Avouez qu'il y avait de quoi vous dégoûter d'être député!
Il fallait réagir!
Et c'est là que ces messieurs-dames se sont tous entendus pour se payer votre tête avec une virtuosité exceptionnelle.
Il s'agit d'un enfumage à plusieurs niveaux, comme je vais avoir l'honneur de vous l'exposer.
Premier niveau:
Celui de la Commission des lois. La déclaration de patrimoine ne concernant que l'élu, il lui est aisé de mettre l'argent gratté pendant son mandat au nom de son gendre, de sa maîtresse (qu'il épousera à la fin de la législature) ou de son frère; de le confier à une banque luxembourgeoise, à un gestionnaire de fortune établi aux Îles Caïman ou -tout simplement- de le mettre dans une de ces valises qu'affectionnent les politicards, bien au chaud dans le coffre de sa résidence dans un pays de soleil. Ce texte n'était donc que de la poudre aux yeux.
Deuxième niveau:
Celui de la discussion et du vote à l'Assemblée. Pour ceux qui se débrouillent comme des manches et ne savent pas comment planquer l'oseille qu'ils ont mise à gauche, un tel texte représentait un danger. Un petit mais un danger quand même. Heureusement le tandem Copé-Jacob est intervenu non pas pour faire voter contre ce texte (ce qui eût été clair: on aurait su à quoi s'en tenir) mais pour y proposer un amendement qui le vidait de son contenu.

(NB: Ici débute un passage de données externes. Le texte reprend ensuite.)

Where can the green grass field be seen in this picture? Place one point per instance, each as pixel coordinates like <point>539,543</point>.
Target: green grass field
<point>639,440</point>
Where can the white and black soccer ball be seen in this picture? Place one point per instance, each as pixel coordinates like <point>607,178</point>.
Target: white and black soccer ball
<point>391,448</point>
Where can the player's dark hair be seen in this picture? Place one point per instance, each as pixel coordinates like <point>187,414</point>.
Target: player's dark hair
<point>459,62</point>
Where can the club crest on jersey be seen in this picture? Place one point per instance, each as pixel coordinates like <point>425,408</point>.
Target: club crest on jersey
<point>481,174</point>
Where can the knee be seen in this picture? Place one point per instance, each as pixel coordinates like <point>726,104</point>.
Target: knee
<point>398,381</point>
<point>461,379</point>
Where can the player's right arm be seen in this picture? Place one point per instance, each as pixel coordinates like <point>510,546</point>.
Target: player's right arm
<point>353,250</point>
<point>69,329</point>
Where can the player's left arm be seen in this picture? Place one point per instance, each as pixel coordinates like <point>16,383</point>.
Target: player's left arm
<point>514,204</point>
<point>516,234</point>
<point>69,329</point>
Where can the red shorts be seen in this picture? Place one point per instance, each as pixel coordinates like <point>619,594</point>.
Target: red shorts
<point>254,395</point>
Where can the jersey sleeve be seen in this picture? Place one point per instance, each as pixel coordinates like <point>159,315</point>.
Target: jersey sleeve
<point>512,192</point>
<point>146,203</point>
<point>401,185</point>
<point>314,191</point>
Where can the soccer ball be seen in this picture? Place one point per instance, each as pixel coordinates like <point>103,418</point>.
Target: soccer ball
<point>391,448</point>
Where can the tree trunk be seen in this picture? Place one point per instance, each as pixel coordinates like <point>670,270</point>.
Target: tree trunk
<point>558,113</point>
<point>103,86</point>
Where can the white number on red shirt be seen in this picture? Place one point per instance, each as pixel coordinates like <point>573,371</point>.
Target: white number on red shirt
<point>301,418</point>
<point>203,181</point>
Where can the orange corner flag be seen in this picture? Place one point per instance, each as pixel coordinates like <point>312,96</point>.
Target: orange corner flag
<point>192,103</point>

Le débat était donc déplacé du texte lui-même vers l'amendement afin que vous ne sachiez plus qui était pour et qui était contre et de quoi on parlait. Grâce à cette subtile manoeuvre, les "pour" la sanction devenaient les "contre" sa suppression alors que les "contre" le texte de la Commission des lois devenaient les "pour" l'amendement..
Vous suivez toujours? Oui? Alors, je continue.
Troisième niveau :
Celui du débat. Certains députés (et pas seulement dans l'opposition, du côté de l'UMP aussi!) se sont alors avisés que la ficelle était un peu grosse et que cette affaire risquait, en accordant par avance l'impunité à des fraudeurs, de renforcer l'image du "tous pourris" dont ils ont du mal à se défaire. Comme le dit le "JDD" en termes fort galants: "L'image d'une Assemblée nationale peu regardante sur le patrimoine de ses élus pourrait être mal perçue en ces temps de rigueur" (ce qui sous-entend que, quand les affaires marchent, les élus peuvent se goinfrer joyeusement).
Ces députés s'opposant à l'amendement Copé-Jacob, la discussion s'éternise et finalement l'amendement est retiré.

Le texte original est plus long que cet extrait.